Another piece of Cake

Fresh out of its solar-powered oven and into your ear buds, Cake served up its sixth studio album, Showroom of Compassion (Upbeat), on Jan. 11. Recorded in Cake’s eco-friendly and green-powered studio in Sacramento, CA, the album is the band’s first release since 2004’s Pressure Chief (Columbia).

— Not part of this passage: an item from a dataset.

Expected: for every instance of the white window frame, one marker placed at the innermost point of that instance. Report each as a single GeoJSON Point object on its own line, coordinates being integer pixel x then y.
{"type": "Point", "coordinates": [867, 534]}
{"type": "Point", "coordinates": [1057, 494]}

And amongst the mainstays of distorted guitars and front man John McCrea’s odd songs about loneliness and discontent, Showroom of Compassion introduces Cake’s first experimentations with acoustic piano and reverb.

Photo courtesy

Album opener “Federal Funding” begins on a familiar note with a chunky guitar groove and McCrea’s droll, half-sung lyrics describing the petty, mundane bureaucrats squabbling over government handouts to “add another wing / take your colleagues out to dinner, pay your brother to come and sing.” Wailing synthesizers in the background of the track recall a mystical Indian influence and emphasize the perceived power of money.

Midway through the album, a cover of “What’s Now Is Now” reignites the band’s strangely appropriate love of Sinatra, first pinpointed by the song “Frank Sinatra” in 2001’s Fashion Nugget (Volcano). Following their Blue Eyes homage, “Mustache Man (Wasted)” tells a story about a night of one-too-many drinks and bad decisions leading to a view of “the mustache man on the carpet of his van / you can feel your fatty tissues giving way to sweaty hands.” The song’s heavy and ominous guitar then segues into a bittersweet piano melody reminiscent of Beethoven’s “Moonlight Sonata.” As the eerie, waltzing piano progresses, a single trumpet heralds in the winding instrumental procession of “Teenage Pregnancy” – perhaps the sad conclusion to the previous night with the mustached man.

“Sick Of You,” the album’s first radio single, jumps back to the classic Cake style of catchy guitar distortion and even catchier sing-a-long choruses, reflecting on the inevitability of a life that grew stale long ago. And “Italian Guy,” a strange song even by Cake’s standards, closes out the album with the picture of a well-dressed, aging Italian man nodding along with his thoughts “like he’s making a point / and it’s very important indeed.”

Showroom of Compassion proves that after a six year studio hiatus, Cake is still capable of producing a fantastic album – one that is simultaneously true to form and experimental. With hit singles old and new periodically gracing the airwaves and a steady stream of tour dates, these indie vanguards do not show any signs of slowing down.